One of the principal applications of the DCA models has been that of predicting a tertiary structure of a protein or RNA domain. In particular, with each pair of sites \(i\) and \(j\) in the MSA, adabmDCA 2.0 computes a contact score that quantifies how likely the two associated positions in the chains are in contact in the three-dimensional structure.
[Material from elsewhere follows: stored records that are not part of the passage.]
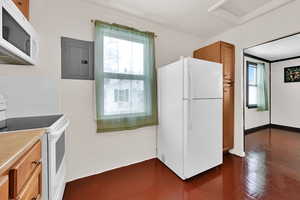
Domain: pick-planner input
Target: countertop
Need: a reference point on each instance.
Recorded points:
(14, 144)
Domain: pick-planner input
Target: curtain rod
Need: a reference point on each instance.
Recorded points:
(93, 21)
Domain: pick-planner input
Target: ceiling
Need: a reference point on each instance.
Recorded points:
(189, 16)
(277, 50)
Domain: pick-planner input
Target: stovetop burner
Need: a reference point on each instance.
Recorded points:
(25, 123)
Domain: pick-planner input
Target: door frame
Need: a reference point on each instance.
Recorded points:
(270, 80)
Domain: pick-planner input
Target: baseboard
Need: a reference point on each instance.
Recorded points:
(252, 130)
(237, 153)
(286, 128)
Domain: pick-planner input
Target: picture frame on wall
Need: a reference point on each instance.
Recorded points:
(292, 74)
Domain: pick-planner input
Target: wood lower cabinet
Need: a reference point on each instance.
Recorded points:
(23, 5)
(4, 188)
(32, 190)
(23, 179)
(20, 173)
(224, 53)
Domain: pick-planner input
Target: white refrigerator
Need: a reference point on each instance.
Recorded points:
(190, 132)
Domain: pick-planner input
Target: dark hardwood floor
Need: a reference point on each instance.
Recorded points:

Formally, it corresponds to the average-product corrected (APC) Frobenius norms of the coupling matrices [Ekeberg et al., 2013], i.e.
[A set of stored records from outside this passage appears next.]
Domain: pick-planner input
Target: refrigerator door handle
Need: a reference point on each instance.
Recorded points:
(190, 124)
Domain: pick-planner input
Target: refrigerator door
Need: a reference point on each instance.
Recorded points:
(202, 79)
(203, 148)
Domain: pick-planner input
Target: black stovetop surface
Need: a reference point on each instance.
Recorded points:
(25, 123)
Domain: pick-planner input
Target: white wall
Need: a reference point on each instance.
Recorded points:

(1)\[ F_{i,j}^{\rm APC} = F_{i,j} - \frac{\sum_{k} F_{i,k} \sum_{k} F_{k,j}}{\sum_{kl} F_{k,l}}, \quad F_{i,j} = \sqrt{\sum_{a,b \neq `-`} J_{i,j}\left(a, b \right)^{2}} \]

Note that the coupling parameters are usually transformed in a zero-sum gauge before computing the scores, and the gap symbol should be neglected while computing the sum in Eq. (1) [Feinauer et al., 2014]. The scores for all site pairs are provided in the output folder in a separate file called <label>_frobenius.txt The first two columns indicate the site indices and the third one contains the associated APC Frobenius norm. The command for computing the matrix of Frobenius norms is

$ ./adabmDCA.sh contacts -p <file_params>  -o <output_folder>

Scoring a sequence set

At convergence, users can score a set of input sequences according to a trained DCA model by using the command line

  $ ./adabmDCA.sh energies -d <fasta_file>  -p <file_params>  -o <output_folder>

adabmDCA 2.0 will produce a new FASTA file in the output folder <output_folder> where the input sequences in <fasta_file> have an additional field in the name that account for the DCA energy function computed according to the model in <file_params>. Note that low energies correspond to good sequences.

Single mutant library

Another possible application exploits the sequence-fitness score computable according to the energy function \(E\) in Eq. (1). This routine provides a single-mutant library for a given wild type to possibly guide Deep Mutational Scanning (DMS) experiments. In particular, adabmDCA 2.0 allows one to predict the fitness reduction (increase) in terms of \(\Delta E = E\left(\rm mutant \right) - E\left(\rm wildtype \right)\) for positive (negative) value of \(\Delta E\), respectively [Hopf et al., 2017]. To produce a FASTA file containing all weighted single-mutants one has to run

  $ ./adabmDCA.sh DMS -d <WT> -p <file_params> -o <output_folder>

where <WT> is the name of the FASTA file containing the wild type sequence, <file_params> is a model file in a format compatible with adabmDCA 2.0 output, and <output_folder> corresponds to the folder that will contain the library file. The sequences in the output FASTA file are named after the introduced mutation and the corresponding \(\Delta E\); for instance, >G27A | DCAscore: -0.6 denotes that position 27 has been changed from G to A and \(\Delta E = -0.6\).